Yu-Wu/One-Example-Person-ReID

How to replace the resnet50 with other networks?

xiaonvxia opened this issue · 9 comments

Hi,I want to replace the resnet50 with other networks,but every time I switch to the source code for another network, the program runs up a lot of memory after it shows" create dataloader for Training with batch_size 16", and then the code stops running with showing nothing.I don't know why and what should I do if I want to change the network?

Yu-Wu commented

I think there might be some error when changing the backbone.

Please carefully read https://github.com/Yu-Wu/One-Example-Person-ReID/blob/master/my_reid/models/end2end.py

There are some minor changes to the backbones here.

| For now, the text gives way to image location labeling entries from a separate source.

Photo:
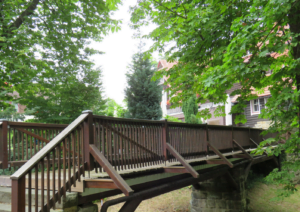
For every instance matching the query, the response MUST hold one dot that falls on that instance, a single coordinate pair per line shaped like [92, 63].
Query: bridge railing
[129, 143]
[110, 144]
[56, 167]
[19, 141]
[134, 143]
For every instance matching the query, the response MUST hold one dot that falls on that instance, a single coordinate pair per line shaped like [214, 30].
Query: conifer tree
[143, 94]
[190, 110]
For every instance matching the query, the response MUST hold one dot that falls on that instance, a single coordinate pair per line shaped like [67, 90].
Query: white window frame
[252, 107]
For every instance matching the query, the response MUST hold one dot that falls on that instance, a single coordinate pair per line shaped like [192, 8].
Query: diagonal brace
[220, 154]
[130, 140]
[118, 180]
[243, 150]
[186, 165]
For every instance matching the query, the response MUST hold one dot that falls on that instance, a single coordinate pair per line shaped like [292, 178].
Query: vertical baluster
[74, 168]
[69, 163]
[95, 142]
[34, 141]
[145, 143]
[9, 144]
[83, 152]
[64, 168]
[78, 153]
[126, 145]
[53, 178]
[131, 147]
[23, 146]
[59, 172]
[14, 145]
[30, 141]
[114, 161]
[121, 146]
[29, 191]
[48, 182]
[42, 183]
[36, 187]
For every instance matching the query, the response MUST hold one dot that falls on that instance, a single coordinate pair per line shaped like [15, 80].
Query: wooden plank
[175, 170]
[18, 195]
[216, 161]
[100, 183]
[118, 180]
[33, 135]
[243, 150]
[231, 181]
[128, 139]
[240, 156]
[220, 154]
[187, 166]
[43, 152]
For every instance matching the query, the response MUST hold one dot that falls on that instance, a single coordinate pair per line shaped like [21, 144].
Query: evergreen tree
[143, 94]
[190, 110]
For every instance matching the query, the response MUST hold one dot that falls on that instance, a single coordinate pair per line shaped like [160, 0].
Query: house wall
[253, 120]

You can print some results in Line 100.

Thank you very much for your reply. I am a beginner with little experience in deep learning.After I replaced the network, I have changed line88 in end2end.py" self.CNN =resnet50(dropout=dropout,fixed_layer=fixed_layer ) ".The code does not show any errors, but it will terminate after running half. What else should I change in end2end.py ?

Yu-Wu commented

I am not sure about this issue.
Can you please try a small dataset, `market1501' with a small batch size, e.g., 4?

I just used the market1501 and set the batch size to 1,and use the resnet50 source code to replace the resnet50 code in your project,it also dosen't work.I don't know why using the resnet50 code in your project does not produce the same results as the resnet50 source code?I use the resnet50 source code but it terminates,however,I use your resnet50 code and it runs successfully

I try to print resnet_feature in Line 100 and the result shows "tensor([], device='cuda:0', size=(4, 0), grad_fn=)".Dose it mean there is no network output and there is something wrong in the resnet code that I have changed?

Yu-Wu commented

I think there must be something wrong with your code. You can check the difference between your resnet50 code and my code line by line.

I cannot produce your results given the very few words.

I'm sorry to bother you again. Your network code has many fewer parameters and classes than the official source code, which defines many classes such as BasicBlock.I don't know why?And,In this line "The self. The base = torchvision. Models. Resnet50 (pretrained = pretrained)" ,I don't understand what self.base does?

Yu-Wu commented

@xiaonvxia

I just used the code from https://github.com/Cysu/open-reid/blob/master/reid/models/resnet.py

Please see the original repo for more details.

Ok, thank you very much for your answer.